Descobrir algo à luz de expectativas elevadas pode ser esmagador. Se me disserem, por exemplo, «Este é o melhor livro de sempre» (e, atenção, ninguém mo disse), põem-me perante uma ideia reguladora, aprisionam-me numa forma. Loriga muda, efectivamente, a nossa maneira de ler, de lidar com a linguagem e de ver o mundo, mas não devem prometer a mudança antes de começarmos a lê-lo, não devem garantir-nos antecipadamente a transformação, através dele, antes de termos principiado a transformar-nos por ele: do mesmo modo que se não aprende a nadar primeiro, para se entrar na água depois - aprende-se a nadar nadando.
Há almas criadoras que forjam unidades mais ou menos totalitárias, e outras que fazem do fragmento e da dispersão uma forma de arte. Ray Loriga, semelhantemente a Montaigne, com quem lhe encontro subtis afinidades, é uma destas últimas.
Em Loriga , a fragmentação tem que ver, primeiramente, com a observação de uma realidade que se apresenta, ela mesma, fragmentária, múltipla, volúvel, mutável, sem coluna vertebral nem razão de ser: a linguagem do autor exprime esse permanente espanto perante a inquietante multiplicidade.
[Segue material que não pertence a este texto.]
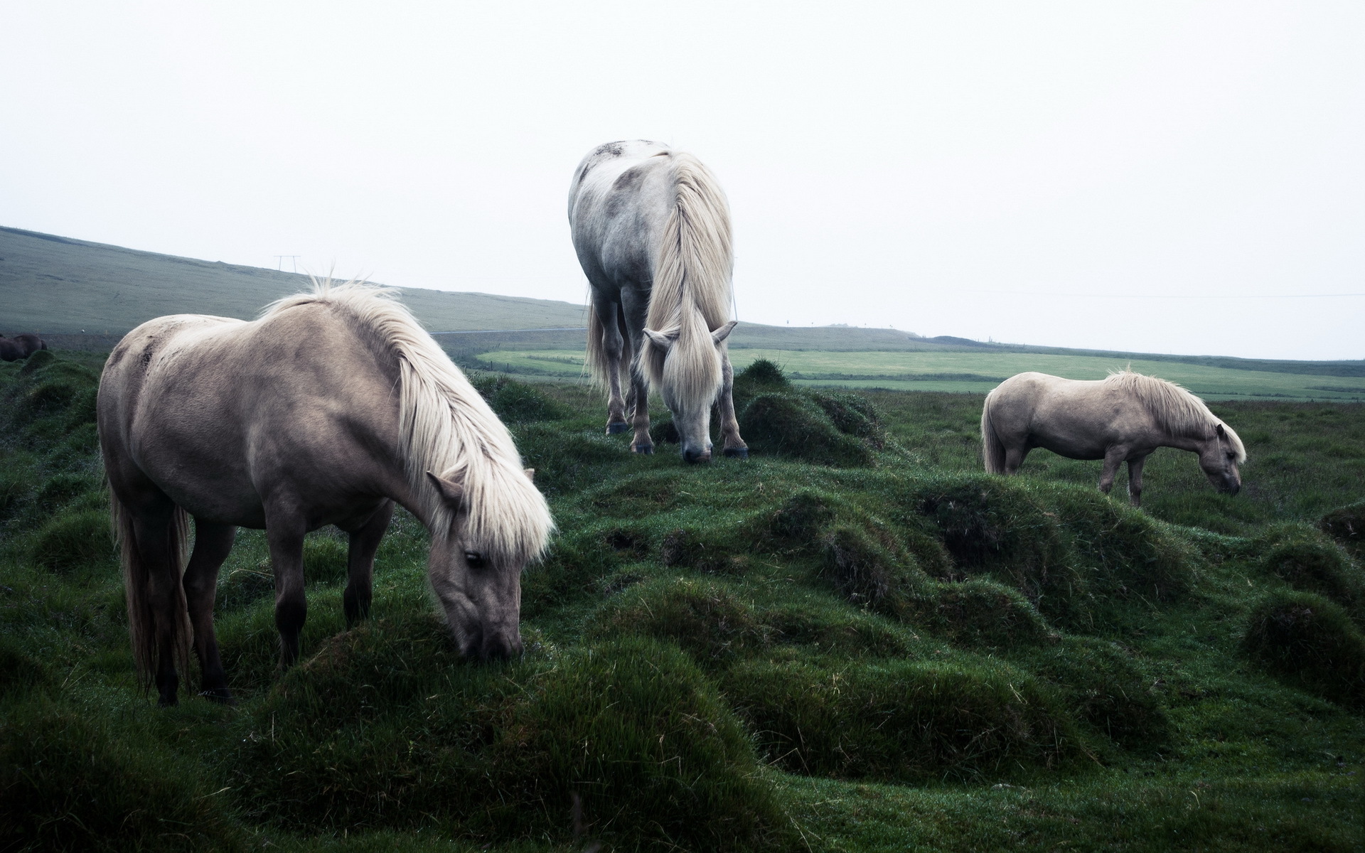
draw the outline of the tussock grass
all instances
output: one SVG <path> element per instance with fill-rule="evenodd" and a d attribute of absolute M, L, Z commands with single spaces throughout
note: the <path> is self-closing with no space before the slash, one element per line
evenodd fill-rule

Mas, ao invés de conduzir toda a variedade a um Uno, a Deus, a uma narrativa, uma certeza, ensaia, em cada momento, as mais insensatas e imprevisíveis ligações. É uma forma de humor, sem dúvida. A estranheza das suas enumerações, por exemplo, em que vai coleccionando o que nada parece ter em comum, mostra como opera essa linguagem que tudo atrai sem verdadeiramente desenhar um fio.
Mas é certo que essa "perplexidade magnética", chamemos-lhe assim, cria uma forma absolutamente nova e originalíssima de interrogar a realidade. Porque o mal radical da "interrogação", é que se torne demasiado sábia - ou previsível, o que vai dar no mesmo. Sinto uma espécie de aversão imediata por aqueles alunos que me fazem perguntas preparadas, ensaiadas, estudadas, perguntas que não têm que ver com curiosidade (a curiosidade é sempre inocente), mas com exibição, "vejam como eu pergunto tão bem, reparem como a minha pergunta é inteligente»: em Ray Loriga, as perguntas são impossíveis, ilógicas; nunca vêm da superfície mas do recôndito, do secreto, dos intertícios, do outro lado do espelho.
E, portanto, sim: sem forçar, sem ter de chegar a uma conclusão que fora previamente imposta sob a forma de expectativas, mas porque eu, leitor, percebi, por fim, que me entregara a um texto que nunca se me entregou (porque se manteve seguro na sua personalidade e diferença, porque me desafiou e exigiu de mim, do princípio ao fim...), não posso senão concordar com Tiago Torres da Silva, que mo tinha recomendado. Heróis muda a maneira de um gajo olhar para as coisas. Irónico e pessimista, ingrato, estranho e inocente. Muda tudo.